To make the necessary progress, the derogatory terms “lazy,” or “out of touch,” need to be perceived as the opposite of what they mean—high level efficiency as opposed to a character flaw. Most businesses will succeed in the next decade if they appreciate the boundaries Generation Z sets. Conversely, Gen Z, the younger workforce, need to realize that the Boomer mentality, or the view point that the world is out to get you, is rooted from a genuine perspective of wanting to protect themselves after a life time of being indoctrinated to believe that their self-sacrifice would guarantee their survival. The “no” to overworking is a “yes” to redesigning a work system that is inter-generationally sustainable. The decoupling of worth from laborious work will allow older generations to feel that their bombarded experience is appreciated without having to suffer, while younger generations will sustain all energy from their youth, without having to suffer and will be able to use their innovative thinking and problem-solving skills to help. The most important imbalance, and distress is the writing of a new social contract in the transitory period Microeconomics.

FAQs

Q1 Is Gen Z the least productive group of people that has ever lived?

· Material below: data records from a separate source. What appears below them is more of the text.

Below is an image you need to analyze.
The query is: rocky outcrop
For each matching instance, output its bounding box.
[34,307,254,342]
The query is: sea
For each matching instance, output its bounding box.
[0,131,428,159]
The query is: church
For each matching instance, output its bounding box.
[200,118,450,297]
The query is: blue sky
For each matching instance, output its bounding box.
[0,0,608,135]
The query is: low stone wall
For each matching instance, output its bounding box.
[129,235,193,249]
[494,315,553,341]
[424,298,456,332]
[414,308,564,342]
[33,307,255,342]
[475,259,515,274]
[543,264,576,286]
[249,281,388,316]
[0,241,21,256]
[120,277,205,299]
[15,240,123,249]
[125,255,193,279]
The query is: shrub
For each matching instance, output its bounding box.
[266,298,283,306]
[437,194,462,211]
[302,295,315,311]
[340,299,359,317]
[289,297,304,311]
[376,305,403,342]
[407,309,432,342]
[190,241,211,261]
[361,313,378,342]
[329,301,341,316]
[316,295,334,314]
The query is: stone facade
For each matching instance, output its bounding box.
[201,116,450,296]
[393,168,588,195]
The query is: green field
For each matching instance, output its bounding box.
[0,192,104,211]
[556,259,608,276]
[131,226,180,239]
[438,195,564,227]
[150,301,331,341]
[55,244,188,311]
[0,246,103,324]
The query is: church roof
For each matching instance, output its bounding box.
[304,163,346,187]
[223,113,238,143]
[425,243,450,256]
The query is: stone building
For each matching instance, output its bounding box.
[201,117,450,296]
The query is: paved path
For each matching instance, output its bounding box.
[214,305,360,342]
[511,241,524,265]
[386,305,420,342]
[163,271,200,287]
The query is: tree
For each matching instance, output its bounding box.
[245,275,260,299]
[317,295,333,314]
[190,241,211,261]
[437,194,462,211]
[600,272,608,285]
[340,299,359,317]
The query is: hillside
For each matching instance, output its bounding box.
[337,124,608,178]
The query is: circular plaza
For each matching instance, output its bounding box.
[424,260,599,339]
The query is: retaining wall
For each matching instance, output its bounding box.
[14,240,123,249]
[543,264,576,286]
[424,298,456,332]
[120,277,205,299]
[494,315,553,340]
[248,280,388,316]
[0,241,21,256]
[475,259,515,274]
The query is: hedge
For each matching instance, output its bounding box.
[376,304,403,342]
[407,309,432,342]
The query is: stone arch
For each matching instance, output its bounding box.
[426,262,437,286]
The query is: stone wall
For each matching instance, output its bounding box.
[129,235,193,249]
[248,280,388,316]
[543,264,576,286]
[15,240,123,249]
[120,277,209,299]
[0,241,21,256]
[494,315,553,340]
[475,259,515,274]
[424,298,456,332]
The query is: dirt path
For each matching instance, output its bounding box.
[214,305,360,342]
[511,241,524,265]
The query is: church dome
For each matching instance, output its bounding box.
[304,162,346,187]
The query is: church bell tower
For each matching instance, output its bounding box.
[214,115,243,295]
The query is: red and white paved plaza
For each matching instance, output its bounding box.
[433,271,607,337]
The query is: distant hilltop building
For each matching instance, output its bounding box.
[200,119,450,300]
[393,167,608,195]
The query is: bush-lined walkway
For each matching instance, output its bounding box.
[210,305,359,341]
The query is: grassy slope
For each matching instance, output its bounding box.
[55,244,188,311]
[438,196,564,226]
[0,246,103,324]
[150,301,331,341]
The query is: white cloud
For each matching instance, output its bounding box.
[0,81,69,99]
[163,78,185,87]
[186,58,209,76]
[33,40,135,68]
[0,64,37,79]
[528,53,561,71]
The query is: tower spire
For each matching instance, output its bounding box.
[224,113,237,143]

No. It is widely accepted that, instead, productivity has risen due to the advancements of technology. What Gen Z has prioritized is efficiency in terms of the output that is produced. This means spending less time at the desk and in fact employing the opposite.

Q2 Why do Boomers feel personal when boundaries are set?

For many older workers, their career came at the expense of their personal lives and even their health. If their sacrifices feel devalued when seeing someone in the younger generation achieve success without making the same sacrifices, it can come off as personal.

Q3 What is the broken social contract?

This is referring to the reality that no matter how hard someone works, they do not get to achieve the traditional benchmarks of owning a house that is reasonably priced or having a pension that is guaranteed to them. This is why younger workers are trying to find a sense of worth beyond the work that they do.